El medallón perlado y la nueva gramática compositiva

El cambio más consecuente fue la adopción universal del medallón de borde perlado como unidad organizadora del diseño textil de lujo. El medallón es un círculo de pequeñas unidades esféricas —leídas como perlas, como rayos solares o como ambas cosas— que encierra un único motivo principal: una pareja de animales afrontados, un cazador a caballo, un senmurv, un caballo alado, un elefante. El medallón perlado es típicamente sasánida; aparece en los relieves rupestres de Taq-i Bustan, donde el arnés del caballo de Cosroes II lo muestra; sobre los paneles de estuco de Ctesifonte; sobre la platería de los talleres imperiales 20. Hacia el siglo VII se había convertido en el marco por defecto de las sedas de lujo bizantinas, y hacia el siglo VIII en el marco por defecto de cualquier seda producida en cualquier punto al oeste del Pamir que quisiera registrarse como cara.
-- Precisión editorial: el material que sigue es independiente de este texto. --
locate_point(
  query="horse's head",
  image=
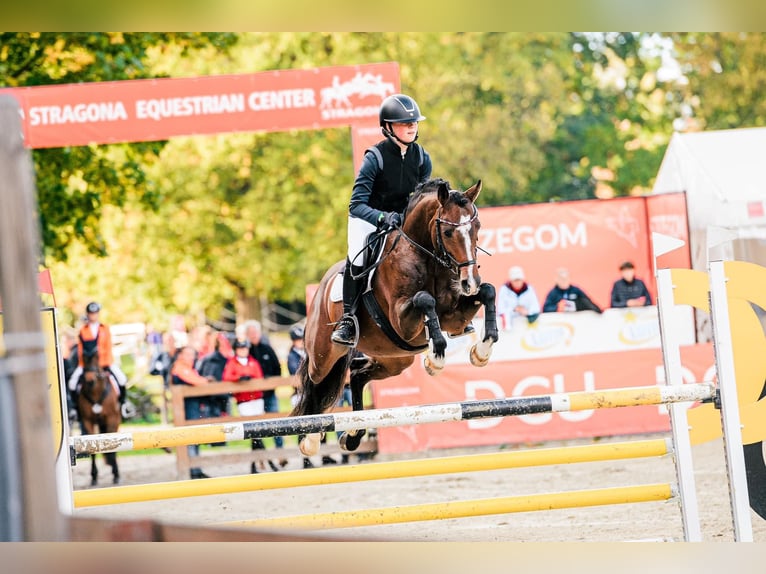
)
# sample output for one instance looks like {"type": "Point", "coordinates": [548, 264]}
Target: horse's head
{"type": "Point", "coordinates": [454, 233]}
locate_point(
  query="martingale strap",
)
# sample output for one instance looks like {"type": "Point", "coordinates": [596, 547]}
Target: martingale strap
{"type": "Point", "coordinates": [377, 314]}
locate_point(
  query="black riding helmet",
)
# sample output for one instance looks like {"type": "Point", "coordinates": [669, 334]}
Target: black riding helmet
{"type": "Point", "coordinates": [399, 108]}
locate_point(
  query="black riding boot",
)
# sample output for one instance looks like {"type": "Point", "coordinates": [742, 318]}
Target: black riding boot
{"type": "Point", "coordinates": [345, 331]}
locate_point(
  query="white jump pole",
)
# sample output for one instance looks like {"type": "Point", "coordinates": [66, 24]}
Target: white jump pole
{"type": "Point", "coordinates": [679, 425]}
{"type": "Point", "coordinates": [730, 419]}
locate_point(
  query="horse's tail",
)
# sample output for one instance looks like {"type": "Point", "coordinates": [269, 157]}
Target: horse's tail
{"type": "Point", "coordinates": [316, 398]}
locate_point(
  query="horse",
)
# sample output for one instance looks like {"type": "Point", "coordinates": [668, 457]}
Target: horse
{"type": "Point", "coordinates": [98, 406]}
{"type": "Point", "coordinates": [426, 282]}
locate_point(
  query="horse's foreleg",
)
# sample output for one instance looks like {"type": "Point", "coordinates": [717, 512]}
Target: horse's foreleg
{"type": "Point", "coordinates": [111, 460]}
{"type": "Point", "coordinates": [360, 376]}
{"type": "Point", "coordinates": [435, 358]}
{"type": "Point", "coordinates": [482, 350]}
{"type": "Point", "coordinates": [93, 471]}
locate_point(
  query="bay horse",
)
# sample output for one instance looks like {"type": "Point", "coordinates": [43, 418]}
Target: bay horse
{"type": "Point", "coordinates": [426, 282]}
{"type": "Point", "coordinates": [98, 406]}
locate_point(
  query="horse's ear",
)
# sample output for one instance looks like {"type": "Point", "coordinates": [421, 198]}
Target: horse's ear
{"type": "Point", "coordinates": [473, 192]}
{"type": "Point", "coordinates": [443, 193]}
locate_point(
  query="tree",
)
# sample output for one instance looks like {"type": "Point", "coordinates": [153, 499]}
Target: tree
{"type": "Point", "coordinates": [726, 78]}
{"type": "Point", "coordinates": [76, 183]}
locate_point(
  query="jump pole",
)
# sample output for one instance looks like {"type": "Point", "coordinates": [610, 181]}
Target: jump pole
{"type": "Point", "coordinates": [392, 417]}
{"type": "Point", "coordinates": [467, 508]}
{"type": "Point", "coordinates": [375, 471]}
{"type": "Point", "coordinates": [730, 418]}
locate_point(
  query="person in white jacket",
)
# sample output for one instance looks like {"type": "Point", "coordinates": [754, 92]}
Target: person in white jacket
{"type": "Point", "coordinates": [517, 298]}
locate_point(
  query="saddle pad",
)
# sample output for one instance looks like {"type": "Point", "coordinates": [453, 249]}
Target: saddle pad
{"type": "Point", "coordinates": [336, 288]}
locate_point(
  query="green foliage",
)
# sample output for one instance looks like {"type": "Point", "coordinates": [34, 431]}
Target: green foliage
{"type": "Point", "coordinates": [75, 183]}
{"type": "Point", "coordinates": [188, 225]}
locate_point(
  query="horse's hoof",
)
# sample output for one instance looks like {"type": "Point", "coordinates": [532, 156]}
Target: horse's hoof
{"type": "Point", "coordinates": [350, 442]}
{"type": "Point", "coordinates": [430, 368]}
{"type": "Point", "coordinates": [477, 361]}
{"type": "Point", "coordinates": [309, 446]}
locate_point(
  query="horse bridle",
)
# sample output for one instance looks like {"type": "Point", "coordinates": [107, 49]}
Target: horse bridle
{"type": "Point", "coordinates": [442, 257]}
{"type": "Point", "coordinates": [445, 258]}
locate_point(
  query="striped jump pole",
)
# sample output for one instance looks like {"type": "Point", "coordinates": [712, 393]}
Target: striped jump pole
{"type": "Point", "coordinates": [467, 508]}
{"type": "Point", "coordinates": [375, 471]}
{"type": "Point", "coordinates": [392, 417]}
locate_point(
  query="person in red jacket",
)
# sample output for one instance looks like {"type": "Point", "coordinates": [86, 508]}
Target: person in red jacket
{"type": "Point", "coordinates": [184, 373]}
{"type": "Point", "coordinates": [242, 367]}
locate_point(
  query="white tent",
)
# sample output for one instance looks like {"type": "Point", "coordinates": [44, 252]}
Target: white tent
{"type": "Point", "coordinates": [724, 176]}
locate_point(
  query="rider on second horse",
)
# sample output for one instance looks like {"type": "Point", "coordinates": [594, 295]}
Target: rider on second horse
{"type": "Point", "coordinates": [389, 173]}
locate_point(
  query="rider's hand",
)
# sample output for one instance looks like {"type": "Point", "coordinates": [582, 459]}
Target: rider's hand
{"type": "Point", "coordinates": [389, 219]}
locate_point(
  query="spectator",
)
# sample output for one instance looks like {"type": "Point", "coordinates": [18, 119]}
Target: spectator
{"type": "Point", "coordinates": [630, 291]}
{"type": "Point", "coordinates": [295, 355]}
{"type": "Point", "coordinates": [184, 373]}
{"type": "Point", "coordinates": [262, 352]}
{"type": "Point", "coordinates": [565, 297]}
{"type": "Point", "coordinates": [70, 360]}
{"type": "Point", "coordinates": [162, 362]}
{"type": "Point", "coordinates": [212, 365]}
{"type": "Point", "coordinates": [243, 367]}
{"type": "Point", "coordinates": [517, 298]}
{"type": "Point", "coordinates": [96, 336]}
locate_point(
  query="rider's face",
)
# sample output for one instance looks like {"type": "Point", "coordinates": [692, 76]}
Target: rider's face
{"type": "Point", "coordinates": [405, 131]}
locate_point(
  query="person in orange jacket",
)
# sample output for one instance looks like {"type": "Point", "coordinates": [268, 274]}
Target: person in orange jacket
{"type": "Point", "coordinates": [184, 373]}
{"type": "Point", "coordinates": [243, 367]}
{"type": "Point", "coordinates": [96, 336]}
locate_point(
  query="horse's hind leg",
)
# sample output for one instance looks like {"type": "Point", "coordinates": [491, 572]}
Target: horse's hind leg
{"type": "Point", "coordinates": [360, 376]}
{"type": "Point", "coordinates": [481, 351]}
{"type": "Point", "coordinates": [93, 471]}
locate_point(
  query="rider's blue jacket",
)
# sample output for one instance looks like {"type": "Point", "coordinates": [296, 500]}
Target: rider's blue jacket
{"type": "Point", "coordinates": [379, 190]}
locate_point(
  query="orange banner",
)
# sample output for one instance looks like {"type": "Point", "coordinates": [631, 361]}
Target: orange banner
{"type": "Point", "coordinates": [157, 109]}
{"type": "Point", "coordinates": [589, 237]}
{"type": "Point", "coordinates": [458, 383]}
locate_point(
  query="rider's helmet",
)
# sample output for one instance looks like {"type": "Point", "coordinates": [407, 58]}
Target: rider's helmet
{"type": "Point", "coordinates": [240, 344]}
{"type": "Point", "coordinates": [296, 332]}
{"type": "Point", "coordinates": [399, 108]}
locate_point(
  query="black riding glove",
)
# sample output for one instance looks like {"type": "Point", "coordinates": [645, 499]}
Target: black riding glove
{"type": "Point", "coordinates": [389, 219]}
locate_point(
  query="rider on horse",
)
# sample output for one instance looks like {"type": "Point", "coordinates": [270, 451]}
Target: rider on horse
{"type": "Point", "coordinates": [95, 336]}
{"type": "Point", "coordinates": [389, 173]}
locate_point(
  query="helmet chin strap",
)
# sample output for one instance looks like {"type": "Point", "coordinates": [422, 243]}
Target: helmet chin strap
{"type": "Point", "coordinates": [391, 135]}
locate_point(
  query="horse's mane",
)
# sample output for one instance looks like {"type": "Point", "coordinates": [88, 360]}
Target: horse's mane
{"type": "Point", "coordinates": [427, 188]}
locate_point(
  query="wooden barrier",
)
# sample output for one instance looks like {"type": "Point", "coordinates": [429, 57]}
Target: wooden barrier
{"type": "Point", "coordinates": [225, 456]}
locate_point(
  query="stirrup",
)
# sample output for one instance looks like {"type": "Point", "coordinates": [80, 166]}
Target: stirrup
{"type": "Point", "coordinates": [341, 335]}
{"type": "Point", "coordinates": [469, 330]}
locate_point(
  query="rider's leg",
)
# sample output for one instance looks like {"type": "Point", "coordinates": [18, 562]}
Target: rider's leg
{"type": "Point", "coordinates": [345, 330]}
{"type": "Point", "coordinates": [358, 230]}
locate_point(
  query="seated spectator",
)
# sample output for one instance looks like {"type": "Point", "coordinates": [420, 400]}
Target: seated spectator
{"type": "Point", "coordinates": [630, 291]}
{"type": "Point", "coordinates": [184, 373]}
{"type": "Point", "coordinates": [565, 297]}
{"type": "Point", "coordinates": [242, 367]}
{"type": "Point", "coordinates": [517, 298]}
{"type": "Point", "coordinates": [212, 365]}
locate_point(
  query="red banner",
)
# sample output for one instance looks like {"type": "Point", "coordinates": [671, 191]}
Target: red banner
{"type": "Point", "coordinates": [458, 383]}
{"type": "Point", "coordinates": [146, 110]}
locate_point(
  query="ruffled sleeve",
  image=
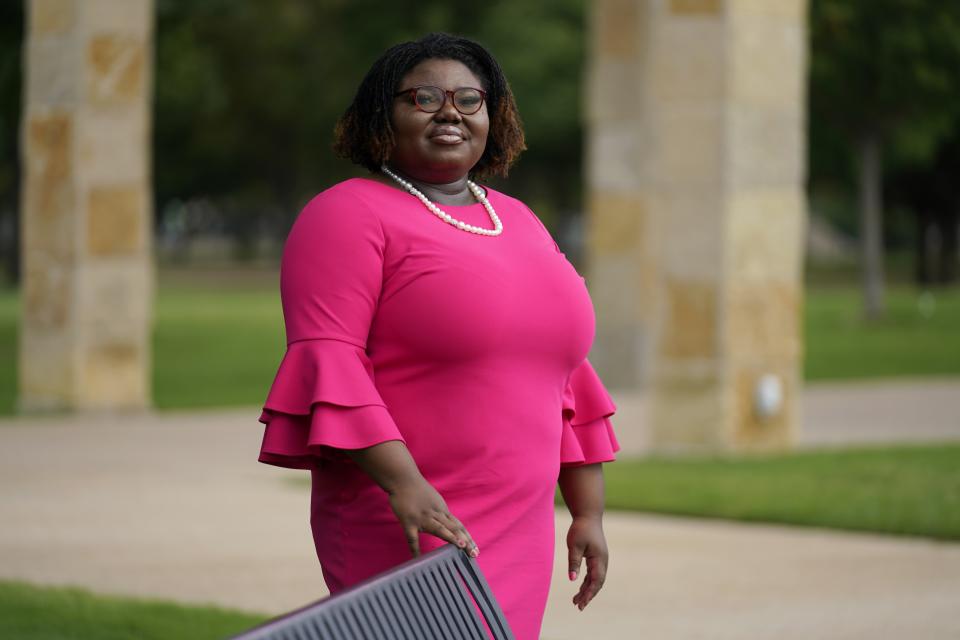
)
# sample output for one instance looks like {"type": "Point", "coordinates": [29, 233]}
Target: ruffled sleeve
{"type": "Point", "coordinates": [324, 397]}
{"type": "Point", "coordinates": [588, 435]}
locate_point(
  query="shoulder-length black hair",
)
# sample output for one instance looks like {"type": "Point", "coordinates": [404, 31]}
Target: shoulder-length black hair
{"type": "Point", "coordinates": [364, 133]}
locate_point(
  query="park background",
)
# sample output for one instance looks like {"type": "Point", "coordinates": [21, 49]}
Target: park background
{"type": "Point", "coordinates": [244, 101]}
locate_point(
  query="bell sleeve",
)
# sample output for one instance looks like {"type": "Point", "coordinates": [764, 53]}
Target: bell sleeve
{"type": "Point", "coordinates": [324, 396]}
{"type": "Point", "coordinates": [588, 435]}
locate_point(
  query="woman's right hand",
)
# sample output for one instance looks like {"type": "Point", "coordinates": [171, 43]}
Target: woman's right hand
{"type": "Point", "coordinates": [420, 508]}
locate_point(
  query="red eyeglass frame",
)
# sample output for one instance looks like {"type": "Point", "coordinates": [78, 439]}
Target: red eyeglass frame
{"type": "Point", "coordinates": [412, 92]}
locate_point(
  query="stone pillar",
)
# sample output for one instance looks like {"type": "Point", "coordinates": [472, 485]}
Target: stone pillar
{"type": "Point", "coordinates": [696, 114]}
{"type": "Point", "coordinates": [86, 231]}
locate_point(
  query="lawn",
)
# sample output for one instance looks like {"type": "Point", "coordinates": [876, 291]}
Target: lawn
{"type": "Point", "coordinates": [902, 490]}
{"type": "Point", "coordinates": [219, 337]}
{"type": "Point", "coordinates": [46, 613]}
{"type": "Point", "coordinates": [918, 336]}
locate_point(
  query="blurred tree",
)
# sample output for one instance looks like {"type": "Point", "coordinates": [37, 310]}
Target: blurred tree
{"type": "Point", "coordinates": [11, 43]}
{"type": "Point", "coordinates": [882, 72]}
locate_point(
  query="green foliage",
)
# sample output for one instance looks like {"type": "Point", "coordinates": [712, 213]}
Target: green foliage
{"type": "Point", "coordinates": [903, 490]}
{"type": "Point", "coordinates": [917, 336]}
{"type": "Point", "coordinates": [218, 338]}
{"type": "Point", "coordinates": [886, 66]}
{"type": "Point", "coordinates": [46, 613]}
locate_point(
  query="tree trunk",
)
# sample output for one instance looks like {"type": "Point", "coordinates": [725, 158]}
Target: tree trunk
{"type": "Point", "coordinates": [871, 224]}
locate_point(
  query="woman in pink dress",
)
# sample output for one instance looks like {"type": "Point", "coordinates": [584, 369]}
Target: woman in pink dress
{"type": "Point", "coordinates": [435, 382]}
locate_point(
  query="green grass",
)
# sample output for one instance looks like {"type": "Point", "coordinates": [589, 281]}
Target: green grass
{"type": "Point", "coordinates": [918, 336]}
{"type": "Point", "coordinates": [902, 490]}
{"type": "Point", "coordinates": [46, 613]}
{"type": "Point", "coordinates": [215, 349]}
{"type": "Point", "coordinates": [219, 337]}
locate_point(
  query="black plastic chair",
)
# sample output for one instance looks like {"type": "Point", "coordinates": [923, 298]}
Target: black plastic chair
{"type": "Point", "coordinates": [428, 598]}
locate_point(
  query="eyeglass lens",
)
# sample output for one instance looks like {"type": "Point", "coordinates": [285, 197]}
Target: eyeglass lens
{"type": "Point", "coordinates": [466, 100]}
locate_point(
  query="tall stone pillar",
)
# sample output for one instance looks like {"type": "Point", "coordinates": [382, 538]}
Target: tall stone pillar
{"type": "Point", "coordinates": [86, 231]}
{"type": "Point", "coordinates": [696, 114]}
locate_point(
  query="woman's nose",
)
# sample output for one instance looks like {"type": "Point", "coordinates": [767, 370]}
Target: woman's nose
{"type": "Point", "coordinates": [448, 112]}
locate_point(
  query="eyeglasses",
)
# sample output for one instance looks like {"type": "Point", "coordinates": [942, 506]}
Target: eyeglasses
{"type": "Point", "coordinates": [466, 100]}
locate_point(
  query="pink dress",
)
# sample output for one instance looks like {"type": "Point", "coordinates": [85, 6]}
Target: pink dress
{"type": "Point", "coordinates": [471, 349]}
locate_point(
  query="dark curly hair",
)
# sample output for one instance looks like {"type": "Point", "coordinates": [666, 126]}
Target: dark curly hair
{"type": "Point", "coordinates": [364, 133]}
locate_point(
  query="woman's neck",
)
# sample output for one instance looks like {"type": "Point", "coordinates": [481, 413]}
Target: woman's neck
{"type": "Point", "coordinates": [453, 193]}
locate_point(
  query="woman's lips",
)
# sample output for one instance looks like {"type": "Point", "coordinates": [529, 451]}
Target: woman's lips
{"type": "Point", "coordinates": [446, 135]}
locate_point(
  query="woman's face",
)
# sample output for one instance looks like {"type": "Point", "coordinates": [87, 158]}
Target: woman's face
{"type": "Point", "coordinates": [439, 147]}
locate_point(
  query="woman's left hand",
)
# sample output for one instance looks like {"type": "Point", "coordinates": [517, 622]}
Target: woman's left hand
{"type": "Point", "coordinates": [585, 540]}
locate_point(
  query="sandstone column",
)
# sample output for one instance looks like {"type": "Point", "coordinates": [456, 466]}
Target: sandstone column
{"type": "Point", "coordinates": [87, 268]}
{"type": "Point", "coordinates": [696, 139]}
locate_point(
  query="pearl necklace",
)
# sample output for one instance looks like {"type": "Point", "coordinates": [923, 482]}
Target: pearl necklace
{"type": "Point", "coordinates": [474, 189]}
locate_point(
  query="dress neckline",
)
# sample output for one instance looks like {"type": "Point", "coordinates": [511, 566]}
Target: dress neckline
{"type": "Point", "coordinates": [403, 192]}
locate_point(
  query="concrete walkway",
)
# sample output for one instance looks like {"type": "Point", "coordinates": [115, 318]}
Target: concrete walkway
{"type": "Point", "coordinates": [175, 506]}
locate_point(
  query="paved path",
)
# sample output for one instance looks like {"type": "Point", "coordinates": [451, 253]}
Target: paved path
{"type": "Point", "coordinates": [175, 506]}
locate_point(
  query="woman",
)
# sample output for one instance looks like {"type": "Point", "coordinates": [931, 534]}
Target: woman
{"type": "Point", "coordinates": [435, 381]}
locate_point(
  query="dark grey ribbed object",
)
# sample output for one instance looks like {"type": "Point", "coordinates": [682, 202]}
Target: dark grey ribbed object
{"type": "Point", "coordinates": [427, 598]}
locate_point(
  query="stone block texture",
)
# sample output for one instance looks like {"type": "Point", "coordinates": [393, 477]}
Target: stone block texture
{"type": "Point", "coordinates": [695, 153]}
{"type": "Point", "coordinates": [88, 280]}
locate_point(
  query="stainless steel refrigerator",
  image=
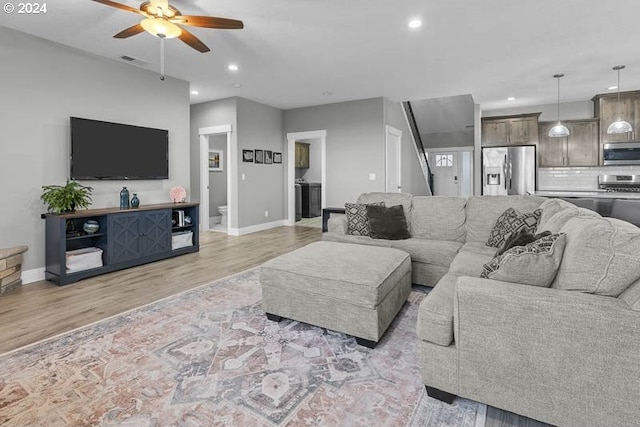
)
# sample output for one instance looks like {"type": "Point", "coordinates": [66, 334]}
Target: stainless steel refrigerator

Los intermediarios sogdianos que portaban los modelos iranios al este, a la China Tang, portaban los mismos medallones 21.

Dentro del medallón el nuevo repertorio era bestial: caballos alados, cabezas de jabalí, carneros, ciervos, patos, leones, faisanes y el híbrido compuesto que las fuentes iranias llamaban senmurv (avéstico saēna mərəγa, «rapaz-pájaro») — una criatura con cabeza de perro, garras de león, cola de pavo real y alas, sacada del Avesta y del Bundahišn pahlaví. El senmurv no tiene antecedente griego ni latino. Entra en el arte bizantino como préstamo iranio y se queda allí durante siglos 22.

Un plato circular de plata en bajo relieve con figuras en resalto dispuestas en tres zonas verticales: arriba dos soldados, en el centro un joven imberbe golpeando con una piedra a un gigante con casco caído, y abajo el joven cortando la cabeza del gigante con la propia espada del gigante.
El plato de David y Goliat, uno de los nueve platos de plata estampados entre 613 y 630 d. C. en Constantinopla bajo Heraclio (r. 610-641). El conjunto se descubrió en Karavas, Chipre, en 1902, y se comisionó probablemente para celebrar la victoria del emperador sobre el rey sasánida Cosroes II en 628 — victoria que el cronista franco Fredegario comparó con la de David sobre Goliat. El taller bizantino adoptó el formato del plato de plata sasánida (bajo relieve, incrustación de niel, dorado al mercurio) y respondió al tipo sasánida del combate real en un idioma bíblico cristiano: el mismo medio, la misma técnica, la misma composición del instante detenido, la mitología opuesta. Metropolitan Museum of Art (17.190.396).
Byzantine imperial workshop, Constantinople. The Battle of David and Goliath, c. 629–630 CE. Photograph by Fordmadoxfraud. Metropolitan Museum of Art (17.190.396). CC BY-SA 3.0 via Wikimedia Commons. · CC BY-SA 3.0

Testigos supervivientes: sedas que aún se pueden tocar

Tres textiles supervivientes permiten inspeccionar la transmisión con la mano.

La seda de los cazadores de Mozac, hoy en el Musée des Tissus de Lyon, se produjo en un taller imperial bizantino hacia 760 d. C. Su composición central es una escena de cacería con borde de medallón perlado, con dos jinetes simétricos pareados que lancean a leones, dispuestos en torno a un árbol de la vida estilizado — el tipo Bahram Gur de la iconografía sasánida de cacería real, trasladado a un medio bizantino y presentado, sobre la evidencia de su lugar de hallazgo, como regalo diplomático bizantino a la corte carolingia de Pipino el Breve en el contexto de las negociaciones matrimoniales entre el hijo de Constantino V, León, y la hija de Pipino, Gisela 23. La seda se conservó en la abadía de Mozac, en Auvernia, donde se usó para envolver las reliquias de san Austremonio. Nada en su iconografía es cristiano. Todo en su iconografía es sasánida. Y fue confeccionada por manos bizantinas en el taller imperial de un imperio cristiano.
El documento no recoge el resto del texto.